In the late 1990’s, Bret Hart was losing his footing in the company. He was a top babyface, but was being forced out in favor of anti-hero “Stone Cold” Steve Austin and a new more edgy WWF was emerging. The top heel spot was going to be given to Shawn Michaels and his Degeneration X faction. Society was changing. The days of white meat babyfaces smiling and slapping hands with fans were long gone. People began to embrace those who displayed a rebel attitude. Anti-establishment was in. This provided the perfect environment for Bret “The Hitman” Hart to voice his opinion on the matter. Bret legitimately didn’t like the direction the product was headed and he let it be known. This set the stage for an epic double turn at WrestleMania 13 when Austin passed out due to blood loss while locked in the Hitman’s sharp shooter. Bret Hart was declared the winner of the “I Quit” match even though Austin never officially quit. The fans began to cheer Austin who had won their respect as a no nonsense guy that stood up to anyone and everyone, including the boss. Hart would then go on a crusade against America and their declining values as he reformed the Hart Foundation with Jim “The Anvil” Neidhart, “The British Bulldog” Davey Boy Smith, Owen Hart, and Brian Pillman. This was one of my greatest memories of wrestling growing up. Again, you have to be real to make it more believable. Bret was digging at the United States every chance he got. He was booed without mercy in the states, but cheered as a noble statesman when he returned to his Canadian homeland. It was one of the first really strange dichotomies in pro wrestling. If you’re a babyface, you’re a face everywhere. Same with a heel. This was great wrestling and even greater drama. Of course, it ended in Montreal at Survivor Series 1997. After “The Montreal Screwjob” a new super-heel emerged, Mr. McMahon. I still think a lot more could have been done for business had Bret stayed on top in the WWF. Sadly, we will never know.

Honorable mention for other all time great heel turns include:

Larry Zybyszko turning on his mentor, Bruno Sammartino…
Andre The Giant hiring Bobby “The Brain” Heenan as his manager and challenging Hulk Hogan….
Paul Bearer betraying The Undertaker in favor of Mankind….
Curt Hennig turning on the 4 Horseman, joining the nWo….
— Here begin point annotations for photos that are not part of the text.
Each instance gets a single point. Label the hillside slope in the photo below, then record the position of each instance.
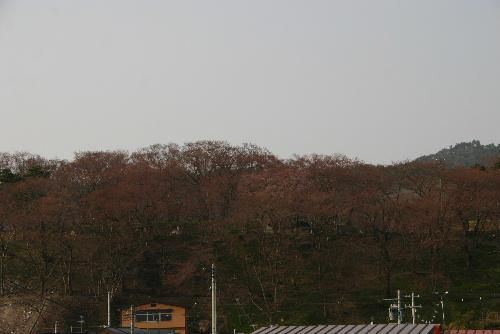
(466, 154)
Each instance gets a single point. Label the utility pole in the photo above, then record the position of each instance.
(400, 314)
(441, 295)
(132, 319)
(396, 307)
(214, 302)
(413, 306)
(109, 309)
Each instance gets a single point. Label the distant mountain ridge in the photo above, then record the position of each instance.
(465, 154)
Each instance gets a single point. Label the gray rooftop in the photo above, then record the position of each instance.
(350, 329)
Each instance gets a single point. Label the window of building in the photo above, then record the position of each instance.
(153, 315)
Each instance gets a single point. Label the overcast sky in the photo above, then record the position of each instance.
(381, 80)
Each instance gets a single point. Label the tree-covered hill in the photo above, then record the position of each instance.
(310, 240)
(466, 154)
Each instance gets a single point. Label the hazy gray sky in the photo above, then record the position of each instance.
(379, 80)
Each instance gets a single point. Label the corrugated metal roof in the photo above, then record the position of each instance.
(473, 331)
(358, 329)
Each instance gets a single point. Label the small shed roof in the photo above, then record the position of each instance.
(352, 329)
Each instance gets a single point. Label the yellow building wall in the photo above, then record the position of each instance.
(178, 321)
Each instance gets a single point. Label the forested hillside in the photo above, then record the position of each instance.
(314, 239)
(466, 155)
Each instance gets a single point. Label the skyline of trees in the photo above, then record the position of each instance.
(289, 236)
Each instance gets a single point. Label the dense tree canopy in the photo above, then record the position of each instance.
(313, 239)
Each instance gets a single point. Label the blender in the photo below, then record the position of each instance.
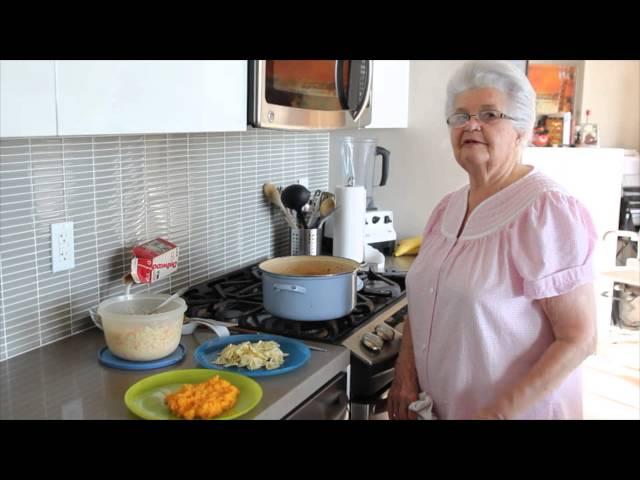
(359, 161)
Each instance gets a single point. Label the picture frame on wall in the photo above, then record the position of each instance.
(587, 135)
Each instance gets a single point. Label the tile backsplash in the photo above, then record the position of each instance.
(203, 191)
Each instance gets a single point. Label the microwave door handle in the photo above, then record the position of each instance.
(365, 101)
(342, 94)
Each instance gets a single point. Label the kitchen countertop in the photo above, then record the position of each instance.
(64, 380)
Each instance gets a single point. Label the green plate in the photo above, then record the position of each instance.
(146, 398)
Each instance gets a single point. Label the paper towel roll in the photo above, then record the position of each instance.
(348, 233)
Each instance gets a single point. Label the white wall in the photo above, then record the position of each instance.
(422, 168)
(612, 92)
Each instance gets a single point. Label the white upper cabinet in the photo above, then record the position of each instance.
(124, 97)
(27, 98)
(390, 94)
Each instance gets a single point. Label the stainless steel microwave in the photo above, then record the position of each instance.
(310, 94)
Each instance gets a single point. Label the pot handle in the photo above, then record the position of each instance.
(289, 288)
(93, 313)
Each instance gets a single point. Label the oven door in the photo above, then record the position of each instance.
(328, 403)
(310, 94)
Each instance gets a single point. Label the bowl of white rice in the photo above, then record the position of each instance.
(132, 333)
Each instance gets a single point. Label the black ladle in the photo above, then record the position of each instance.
(295, 197)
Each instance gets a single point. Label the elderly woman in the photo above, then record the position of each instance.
(501, 305)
It is nearly impossible to pull off a great heel turn in today’s wrestling world. Everything has changed. No one wants to be the “bad guy” anymore. In order to be a successful heel you must first have a solid history as a babyface and vice versa. When this is the case, there is usually a solid big money run once the dust settles after the turn. Very few guys spend their entire careers in the national spotlight as just a heel (Jesse “The Body” Ventura and King Kong Bundy come to mind) or strictly as a babyface (Ricky “The Dragon” Steamboat, Tito Santana, and The Junkyard Dog did). One of the most hated villains in pro wrestling history, “Rowdy” Roddy Piper became one of the most beloved babyfaces after his late 80s turn. Why? Because he had an established track record on the other side of the fence. Seth Rollins turning on The Shield last summer was so great because it was unexpected. We didn’t see it coming. The fans wanted the unit to stay together. Big Show has gone from bad to good and back again so many times that it has lost its meaning. The same can be said of Kane. One of the WWE’s top babyfaces, Sheamus, recently returned after some time off for an injury as a heel and everyone was jut like, eh whatever. To me, there are only a couple of guys who could make a huge impact by going rogue. Unfortunately, Daniel Bryan is one of them, and he may never return. It all really does come down to Cena. I just don’t know if we’ll ever get that, though. For as many old school wrestling guys that work for Vince McMahon, it is both shocking and insulting that WWE continues to pump out the product that we see week in and week out. I’ve Cena ‘nuff. Then again, there’s no competition to drive WWE to make any drastic moves. I long for the day when something changes.

C’mon WWE, let’s try something different. I dare ya. After all, we love drama, don’t we?